Göttinger Predigten im Internet hg. von U. Nembach

17. Sonntag nach Trinitatis, 13.10.2019

Vorläufig keine bleibende Stadt
Predigt zu Josua 2:1-21, verfasst von Ulrich Knellwolf

Liebe Gemeinde,

Dies ist eine sehr alte Geschichte, aber sie handelt von uns. Denn wir suchen, ob wir’s wissen und zugeben oder nicht, die bleibende Stadt. Aber wir finden hier keine. Die Welt, in der wir leben, ist nicht als bleibende Stadt, sondern als vorläufige, provisorische Unterkunft gedacht.

Wir sind Nomaden. Solange wir sterben müssen, sind wir Nomaden, die keine bleibende Stadt haben, jedoch unentwegt von der bleibenden Stadt träumen. Und meinen wir, sie gefunden zu haben, werden wir alsbald enttäuscht. Wie die Stammesmutter meines jüdischen Freundes Ruben, die mit Josua und dem ganzen Volk Israel durch den Jordan ins Gelobte Land ging. Als sie im Gelobten Land angekommen sei, erzählt Ruben, habe sie umhergeschaut und nach einer Weile gerufen: «Ist das alles?»

Wir sind Nomaden; wir haben hier keine bleibende Stadt. Und fantasieren doch, es müsse gelingen, eine zu bauen. Die Leute von Babel versuchten es mit ihrem Turm. Die Leute von Jericho, das schon achttausend vor Christus eine feste Stadt war, meinten, sie hätten es geschafft und seien sicher hinter ihren Mauern. Die Kommunisten behaupteten so lange, ihre Gesellschaftsform sei das Arbeiter- und Bauernparadies, bis sie in Ruinen sassen, die wie Kartenhäuser über ihnen zusammenstürzten. Die Kapitalisten tun immer noch so, als gelinge ihnen übermorgen die bleibende Stadt, das Paradies für alle, und beweisen doch zunehmend deutlicher, dass es nicht funktioniert, weil die Ressourcen der Erde endlich sind. Das sieht die aufgebrachte Klimajugend richtig.

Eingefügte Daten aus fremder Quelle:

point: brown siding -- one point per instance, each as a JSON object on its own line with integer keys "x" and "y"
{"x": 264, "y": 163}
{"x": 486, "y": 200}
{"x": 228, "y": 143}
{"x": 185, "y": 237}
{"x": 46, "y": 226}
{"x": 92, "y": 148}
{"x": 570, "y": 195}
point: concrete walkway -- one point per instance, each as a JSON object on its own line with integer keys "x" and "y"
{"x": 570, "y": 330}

Aber die jungen Leute wollen die Welt als eine bleibende erhalten – und die Kirchen machen in grosser Naivität mit und reden vollmundig von der Bewahrung der Schöpfung. Es gibt für eine seriöse christliche Theologie nur einen, der die Schöpfung bewahren kann. Das ist der Schöpfer selbst, indem er ihr täglich neue Lebensmöglichkeiten öffnet und sie vor dem Sturz ins Verderben bewahrt. Denn die Schöpfung regeneriert sich nicht selbst; sie lebt nicht aus sich selbst. Sie ist kein perpetuum mobile. Wer die Bewahrung der Schöpfung als Menschenaufgabe formuliert, erzählt das Märchen vom Baron Münchhausen, der sich am eignen Zopf auf dem Sumpf zieht.

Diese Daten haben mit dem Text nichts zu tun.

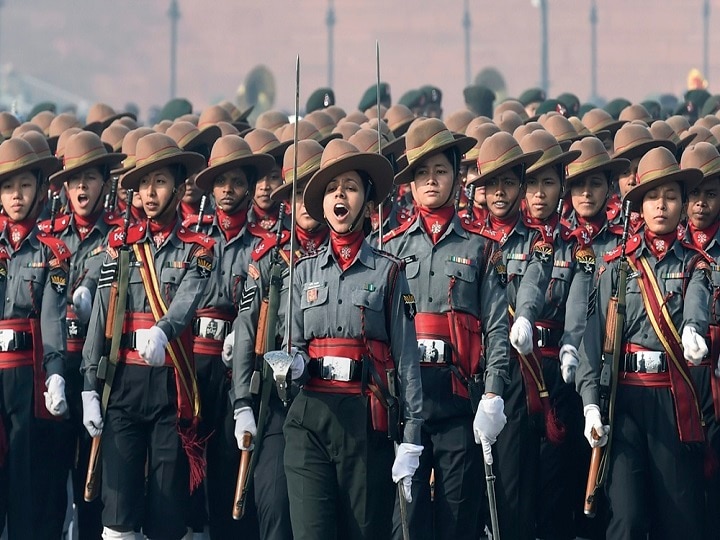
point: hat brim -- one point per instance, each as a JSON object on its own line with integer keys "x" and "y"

Wir Menschen sind, ob’s uns gefällt oder nicht, die Verbraucher und nicht die Bewahrer der Schöpfung. Das unterstreicht die biblische Schöpfungsgeschichte, wenn sie Gott zu den Menschen sagen lässt: «Macht euch die Erde untertan.» (1. Mose 1, 28) Das heisst nichts anderes als: «Braucht sie; verbraucht sie.» Die Voraussetzung dafür ist Gottes Ansage: «Seht, ich schaffe Neues.»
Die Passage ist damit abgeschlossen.